Betting on Beto

Blood-red Texas hasn’t elected a Democratic senator since 1992, but the 2018 midterm race between incumbent Ted Cruz and liberal challenger Beto O’Rourke promises to be the tightest Senate race in the state in decades. O’Rourke, who has been dubbed ‘Kennedy-esque’ on more than one occasion, is a wildly popular candidate, not just in Texas, but nationwide. From playing air drums in the Whataburger drive-thru to singing at a campaign event with Willie Nelson, Beto has made headlines not just for his policy proposals but also for his public persona.

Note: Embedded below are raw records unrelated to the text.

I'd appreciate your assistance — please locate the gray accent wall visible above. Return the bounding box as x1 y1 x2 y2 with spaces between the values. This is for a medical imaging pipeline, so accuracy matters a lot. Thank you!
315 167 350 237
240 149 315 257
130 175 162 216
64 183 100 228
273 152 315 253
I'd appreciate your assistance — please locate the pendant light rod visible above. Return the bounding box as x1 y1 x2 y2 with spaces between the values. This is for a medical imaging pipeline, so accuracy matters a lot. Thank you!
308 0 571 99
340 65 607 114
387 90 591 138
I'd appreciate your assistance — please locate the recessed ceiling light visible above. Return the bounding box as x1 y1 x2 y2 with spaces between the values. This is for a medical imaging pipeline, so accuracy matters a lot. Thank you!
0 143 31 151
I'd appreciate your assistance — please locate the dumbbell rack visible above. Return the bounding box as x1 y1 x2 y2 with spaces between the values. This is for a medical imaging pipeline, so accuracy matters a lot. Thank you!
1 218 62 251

O’Rourke’s efforts, in its many forms, have paid off to the tune of a massive $38.1 million fundraising haul from the beginning of June to the end of September this year. Though independently, this number seems obviously large, in context, it becomes staggering. O’Rourke’s total for this latest quarter is larger than what many presidential primary candidates raise over their entire campaigns; it is even larger than various quarter totals brought in by Barack Obama in 2008 and Hillary Clinton in 2015.

O’Rourke’s massive success in fundraising is not, however, only rooted in Texas. Instead, a large (though somewhat indeterminate) percentage of O’Rourke’s (and Cruz’s) money comes from donors from the other forty-nine states. Because the campaign finance rules governing the disclosure of small gift donors and their locations are relatively lax, it’s impossible to pinpoint exactly how much money Beto has gleaned from out-of-state admirers.

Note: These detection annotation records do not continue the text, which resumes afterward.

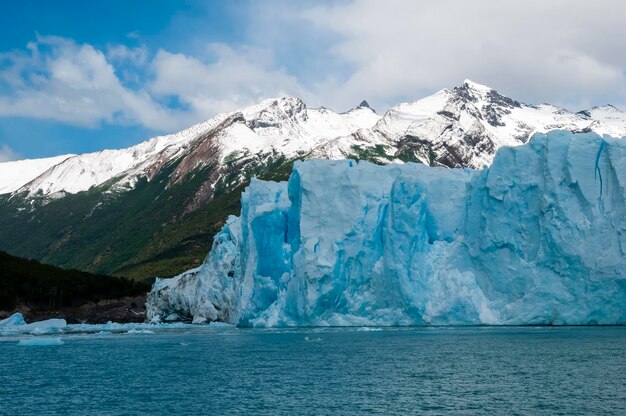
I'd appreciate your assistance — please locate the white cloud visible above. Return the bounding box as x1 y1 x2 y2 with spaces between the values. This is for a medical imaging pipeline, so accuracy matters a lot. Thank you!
0 36 176 129
301 0 626 110
0 0 626 138
149 44 309 122
0 144 21 163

Equally unclear is the rationale for Democrats to sink out-of-state money into O’Rourke’s race. RealClearPolitics' polling average has Cruz at a comfortable 6.8 points ahead as of October 28th, and no recent major poll has O’Rourke even within the margin of error. The likelihood of a Beto victory, even with the aid of the oft-prophesized 2018 ‘blue wave,’ is extremely slim. There are much tighter Senate races for enthusiastic Democratic donors, such as the race for Jeff Flake’s open seat in Arizona and Heidi Heitkamp’s fierce defense of her seat in North Dakota.

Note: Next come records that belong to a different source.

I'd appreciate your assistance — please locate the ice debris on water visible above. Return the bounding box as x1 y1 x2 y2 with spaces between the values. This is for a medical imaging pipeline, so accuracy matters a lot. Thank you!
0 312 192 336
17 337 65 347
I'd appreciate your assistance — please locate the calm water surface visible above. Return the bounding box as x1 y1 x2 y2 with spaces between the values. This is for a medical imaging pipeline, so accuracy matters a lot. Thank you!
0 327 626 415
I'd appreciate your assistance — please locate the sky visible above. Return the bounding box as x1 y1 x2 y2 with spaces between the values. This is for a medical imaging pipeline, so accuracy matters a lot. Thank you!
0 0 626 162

While there are some people who would only donate to Beto, whether it be attraction to his charisma or endorsement of his unique stances, for many, a misleading media narrative suggesting the plausibility of a Cruz replacement has funneled dollars, which otherwise would have gone elsewhere, into the red state of Texas. The question this raises is what, in 2018, it means to be a partisan—should loyalty to a party outweigh a pull towards one particular candidate? In an era where obstructionism seems almost natural to our legislature, is a smart donor someone who puts their affection for an individual as charismatic as Beto O’Rourke ahead of advocating for a larger party strategy? Though these questions don’t have easy answers, failing to consider them before donating to a candidate is an exercise in irresponsibility.

Though O’Rourke has said he has no Presidential ambitions for the looming 2020 race and will refocus on his family and role as a father if he indeed loses next Tuesday, it seems unlikely that such a bright Democratic star will fade entirely into the background. But we probably won’t be seeing him in the Senate anytime soon, and it will remain unknown whether the Democratic dollars sunk into his race could have changed an outcome somewhere else in the country.